Surgeon fee total explant and excess skin removal, no lift - $8700

Anesthetist - $1450

Surgical assistant - $500

Hospital fees, 2 nights stay - $4120.70


Totals : $15,425.70


Medicare rebate estimate : $1151.50 estimate only.


Remaining total : $14,274.20


Now the implant manufactures compensation of up to $3500USD looked dismal...


But I had no choice.


My husband asked me if I had known about this pain and the cost when I got them, would I still have got them? I’d love to say no, and with my mind, self love and strength that I have NOW the answer would be a clear NO! But the real answer to that is not that easy. I was a different girl then. I was broken in many ways, worn down from years of mental and emotional abuse. I felt a true pressure to look a certain way.


But I am not that girl anymore.


Now as I write this I am 6 days out from surgery.


My anxiety levels are through the roof.


I haven’t slept in a week.

My symptom seem to get worse each day.


The pain is crippling.


Despite the fears I have of what I will look like, how I will cope mentally, being away from my children, having drains for approx 5 days, no upper body training for minimum 6 weeks.. despite all those fears, I am excited.

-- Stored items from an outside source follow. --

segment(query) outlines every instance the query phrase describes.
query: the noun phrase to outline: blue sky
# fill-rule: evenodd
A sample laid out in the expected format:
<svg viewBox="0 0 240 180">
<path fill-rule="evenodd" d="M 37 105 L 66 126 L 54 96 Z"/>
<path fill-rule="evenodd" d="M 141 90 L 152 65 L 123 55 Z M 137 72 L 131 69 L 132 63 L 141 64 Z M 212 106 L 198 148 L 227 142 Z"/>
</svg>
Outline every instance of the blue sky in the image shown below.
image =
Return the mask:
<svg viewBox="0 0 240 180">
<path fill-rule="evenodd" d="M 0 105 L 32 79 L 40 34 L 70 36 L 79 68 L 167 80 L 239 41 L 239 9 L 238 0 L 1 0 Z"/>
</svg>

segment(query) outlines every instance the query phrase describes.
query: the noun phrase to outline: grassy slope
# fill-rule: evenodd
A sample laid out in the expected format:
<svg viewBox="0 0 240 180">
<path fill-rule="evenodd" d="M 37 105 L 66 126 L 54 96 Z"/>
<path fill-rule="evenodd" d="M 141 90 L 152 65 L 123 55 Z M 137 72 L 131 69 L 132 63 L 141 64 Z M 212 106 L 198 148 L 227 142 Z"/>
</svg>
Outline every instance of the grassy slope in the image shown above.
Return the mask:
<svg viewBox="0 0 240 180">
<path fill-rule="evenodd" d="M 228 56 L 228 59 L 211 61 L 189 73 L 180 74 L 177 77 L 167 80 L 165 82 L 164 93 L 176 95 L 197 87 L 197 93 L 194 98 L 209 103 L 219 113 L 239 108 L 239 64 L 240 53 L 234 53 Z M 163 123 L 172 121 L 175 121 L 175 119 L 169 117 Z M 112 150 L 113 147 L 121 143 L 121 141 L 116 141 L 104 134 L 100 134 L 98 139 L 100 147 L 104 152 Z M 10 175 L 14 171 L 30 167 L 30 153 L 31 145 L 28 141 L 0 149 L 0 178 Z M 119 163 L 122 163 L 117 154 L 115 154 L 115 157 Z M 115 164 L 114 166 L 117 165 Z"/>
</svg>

Excited to remove these toxic bags that are slowly killing me.


Excited to HEAL.

Let the journey begin!


I wrote this down in hope it will help someone in a similar situation.


Maybe someone considering implants who hadn’t thought of the implications.


Maybe someone with implants who is feeling like me and wondering if they are going crazy.


Maybe someone without symptoms wondering if they have also got the recalled model. Please check!


Maybe someone without symptoms at all but who would rather explant before they feel like this.

Maybe, just maybe, it will help!


I will be posting another update POST EXPLANT!